Ô trembler, il faut trembler ! Voici venir le fils tueur de père et tueur de mère, mangeur de frère, le rejeton des éléments. Les quatre armées, elles sont étincelantes, l'ont engendré. Il porte en lui la brisure originelle. Des deux plus grands morceaux de la coquille brisée, il s'est fait un corps et une âme qui jamais, diaboliques, ne se regardent. Pour former son corps, ils mélangèrent l'acier des cavernes aux fanges des vers. Pour gonfler son âme, ils soufflèrent ensemble les flammes de la haine et les vents de la fureur.  Il est la lutte constante des quatre armées du globe. Il est monstre de discorde, bête de l'immonde. Chaque région de son être renferme, il est putride, le fiel des vessies et l'immondice intestin. Tout y est panse, feuillet et caillette.  Tout est mâché, ruiné et rejeté. Ses bouches, gouffres affreux, engloutissent ruisseaux et mers, et vomissent fleuves et océans. Son être coagule, comme le sang à l'air frais. Mille vers le rongent, petits léviathans, et rejettent, repas de demain, leur repas de la veille.  Sa masse n'est pas dense, il ne connaît pas le plein. Cavernes et cratères sont les yeux de cet être, et dans ces immenses gouffres, et dans d'immenses vasques, on voit ronfler, terribles sont ces soeurs, poisons et venins.

Tout en lui poursuit la guerre des quatres armées qui furent ses mères. Par l'armée des terres et l'armée des eaux, elles sont mercure et alcool, lui, l'être perfide, est pâte dur et pâte molle. Par l'armée des flammes et l'armée des vents, elles sont furieuses, résident les béances et les pestilences.  Il mêle au lait de sa chair, le sang des chenilles, et, prince de présure, les mâchent en bouillie. Son souffle tiède, son souffle fétide, pend en long filet sa salive humide.  Il est l'horrible et l'insondable, l'ombre infinie du pays des contraires. Ce qui est oui y devient non, au dur succède le mou, on y confond le blanc et l'écarlate, et le coeur avec la rate.
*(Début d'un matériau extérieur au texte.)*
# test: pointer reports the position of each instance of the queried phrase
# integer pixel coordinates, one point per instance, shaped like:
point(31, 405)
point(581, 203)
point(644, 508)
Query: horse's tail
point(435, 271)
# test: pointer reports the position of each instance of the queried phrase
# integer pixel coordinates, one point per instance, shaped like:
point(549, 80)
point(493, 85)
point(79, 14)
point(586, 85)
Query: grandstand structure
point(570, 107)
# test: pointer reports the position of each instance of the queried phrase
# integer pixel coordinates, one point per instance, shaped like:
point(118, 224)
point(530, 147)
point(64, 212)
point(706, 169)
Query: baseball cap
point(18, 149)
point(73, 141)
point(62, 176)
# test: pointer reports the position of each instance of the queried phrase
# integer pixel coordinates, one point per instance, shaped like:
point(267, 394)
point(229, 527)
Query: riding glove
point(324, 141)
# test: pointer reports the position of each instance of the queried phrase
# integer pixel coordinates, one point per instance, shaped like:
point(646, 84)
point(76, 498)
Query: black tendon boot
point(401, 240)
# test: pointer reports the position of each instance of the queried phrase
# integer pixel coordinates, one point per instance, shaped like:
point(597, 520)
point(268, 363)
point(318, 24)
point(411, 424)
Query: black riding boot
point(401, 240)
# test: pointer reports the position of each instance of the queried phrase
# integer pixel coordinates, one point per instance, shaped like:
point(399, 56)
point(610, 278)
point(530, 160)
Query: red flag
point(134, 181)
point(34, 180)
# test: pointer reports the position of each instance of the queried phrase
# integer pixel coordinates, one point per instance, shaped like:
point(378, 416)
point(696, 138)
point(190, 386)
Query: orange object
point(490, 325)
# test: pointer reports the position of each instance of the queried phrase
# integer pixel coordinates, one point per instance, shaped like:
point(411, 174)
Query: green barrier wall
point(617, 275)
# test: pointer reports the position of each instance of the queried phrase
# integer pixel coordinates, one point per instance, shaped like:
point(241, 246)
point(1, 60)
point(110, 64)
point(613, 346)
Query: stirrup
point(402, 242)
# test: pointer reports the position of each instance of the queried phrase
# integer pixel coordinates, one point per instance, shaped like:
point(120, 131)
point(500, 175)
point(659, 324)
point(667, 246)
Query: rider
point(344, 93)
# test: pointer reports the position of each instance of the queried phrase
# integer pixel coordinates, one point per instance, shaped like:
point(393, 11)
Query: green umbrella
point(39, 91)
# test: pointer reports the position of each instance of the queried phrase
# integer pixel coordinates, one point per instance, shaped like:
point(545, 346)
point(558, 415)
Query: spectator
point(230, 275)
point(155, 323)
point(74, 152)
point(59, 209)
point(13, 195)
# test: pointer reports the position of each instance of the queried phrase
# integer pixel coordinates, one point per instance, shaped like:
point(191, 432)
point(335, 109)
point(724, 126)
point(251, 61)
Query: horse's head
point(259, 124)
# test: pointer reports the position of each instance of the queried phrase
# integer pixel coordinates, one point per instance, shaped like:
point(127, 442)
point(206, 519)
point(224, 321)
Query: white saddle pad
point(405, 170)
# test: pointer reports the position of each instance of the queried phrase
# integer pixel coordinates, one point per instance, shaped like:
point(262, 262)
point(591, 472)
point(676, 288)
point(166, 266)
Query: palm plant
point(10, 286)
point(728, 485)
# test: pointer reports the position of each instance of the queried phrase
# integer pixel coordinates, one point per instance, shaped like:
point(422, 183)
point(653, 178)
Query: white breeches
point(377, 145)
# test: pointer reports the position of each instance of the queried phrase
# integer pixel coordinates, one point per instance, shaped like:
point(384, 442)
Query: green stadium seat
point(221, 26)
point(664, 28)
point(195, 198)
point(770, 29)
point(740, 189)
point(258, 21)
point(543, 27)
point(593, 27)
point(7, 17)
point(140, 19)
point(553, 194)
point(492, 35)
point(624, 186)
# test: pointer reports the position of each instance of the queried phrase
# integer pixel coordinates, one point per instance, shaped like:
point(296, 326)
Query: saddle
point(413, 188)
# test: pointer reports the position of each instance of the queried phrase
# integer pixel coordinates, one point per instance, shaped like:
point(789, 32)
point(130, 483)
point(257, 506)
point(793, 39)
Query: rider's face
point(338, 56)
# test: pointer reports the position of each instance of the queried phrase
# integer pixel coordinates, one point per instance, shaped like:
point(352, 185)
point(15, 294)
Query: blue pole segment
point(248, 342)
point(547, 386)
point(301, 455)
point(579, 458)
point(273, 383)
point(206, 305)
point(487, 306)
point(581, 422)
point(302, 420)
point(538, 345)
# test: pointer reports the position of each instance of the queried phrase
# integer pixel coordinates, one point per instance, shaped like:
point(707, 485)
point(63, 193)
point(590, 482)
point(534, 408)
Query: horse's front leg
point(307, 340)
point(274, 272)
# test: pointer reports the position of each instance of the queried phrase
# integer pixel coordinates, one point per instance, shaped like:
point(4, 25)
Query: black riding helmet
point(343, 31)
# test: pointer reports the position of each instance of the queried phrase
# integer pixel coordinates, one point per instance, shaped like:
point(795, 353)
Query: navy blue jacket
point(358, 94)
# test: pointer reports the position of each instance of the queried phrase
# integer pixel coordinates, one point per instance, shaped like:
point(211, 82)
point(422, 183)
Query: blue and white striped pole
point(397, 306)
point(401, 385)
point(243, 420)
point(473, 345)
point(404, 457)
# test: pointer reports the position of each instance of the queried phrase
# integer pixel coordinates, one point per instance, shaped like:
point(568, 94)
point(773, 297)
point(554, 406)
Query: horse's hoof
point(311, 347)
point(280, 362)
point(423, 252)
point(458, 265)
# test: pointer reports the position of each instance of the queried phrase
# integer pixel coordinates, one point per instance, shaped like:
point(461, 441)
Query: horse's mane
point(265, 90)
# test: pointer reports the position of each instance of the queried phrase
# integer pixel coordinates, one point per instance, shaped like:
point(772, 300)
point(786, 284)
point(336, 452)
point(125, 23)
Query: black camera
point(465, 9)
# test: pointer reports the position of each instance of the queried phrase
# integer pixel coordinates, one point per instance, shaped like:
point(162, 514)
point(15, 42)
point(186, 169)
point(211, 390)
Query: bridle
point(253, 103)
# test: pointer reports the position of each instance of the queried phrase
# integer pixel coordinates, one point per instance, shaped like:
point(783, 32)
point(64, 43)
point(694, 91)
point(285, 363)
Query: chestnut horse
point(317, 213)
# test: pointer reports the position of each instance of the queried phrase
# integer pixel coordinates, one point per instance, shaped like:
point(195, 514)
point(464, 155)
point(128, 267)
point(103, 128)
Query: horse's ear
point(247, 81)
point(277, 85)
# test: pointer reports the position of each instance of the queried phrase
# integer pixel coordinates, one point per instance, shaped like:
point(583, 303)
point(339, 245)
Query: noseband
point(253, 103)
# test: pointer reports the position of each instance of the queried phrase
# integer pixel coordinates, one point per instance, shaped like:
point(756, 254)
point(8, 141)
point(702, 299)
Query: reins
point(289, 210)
Cet être, c'est le Galactre, l'infâme fromage des temps anciens et des temps futurs.  Ses fils seront pendus, et ses fils chanteront. En longues viscères tordues, on les verra sourire sur les étals des marchands. Il est l'ulcère de tous les ulcères. Il est tueur de père et tueur de mère. Il broie dans sa caséité les amours soleils et les divinités.  Il tue chaque jour la pomme de lumière, et y insère toujours plus gros, le ver de l'ombre. Ô comme je vois maintenant briller, en lettres de fourmes, le nom du galactre, le nom de ce fourbe, le monstre de lait et la bête de sang. Il hurle maintenant, il faut l'entendre, c'est le Tyron !

Scons Dut

NDLR: Le Galactre est un monstre   de la mythologie du pays des Gnolins. Il est généralement représenté sous forme de gruyère, bien que le gruyère ne soit pas à l'origine   un fromage de cette région. La légende veut qu'à chaque fois qu'un   de ses trous est comblé, deux autres s'ouvrent.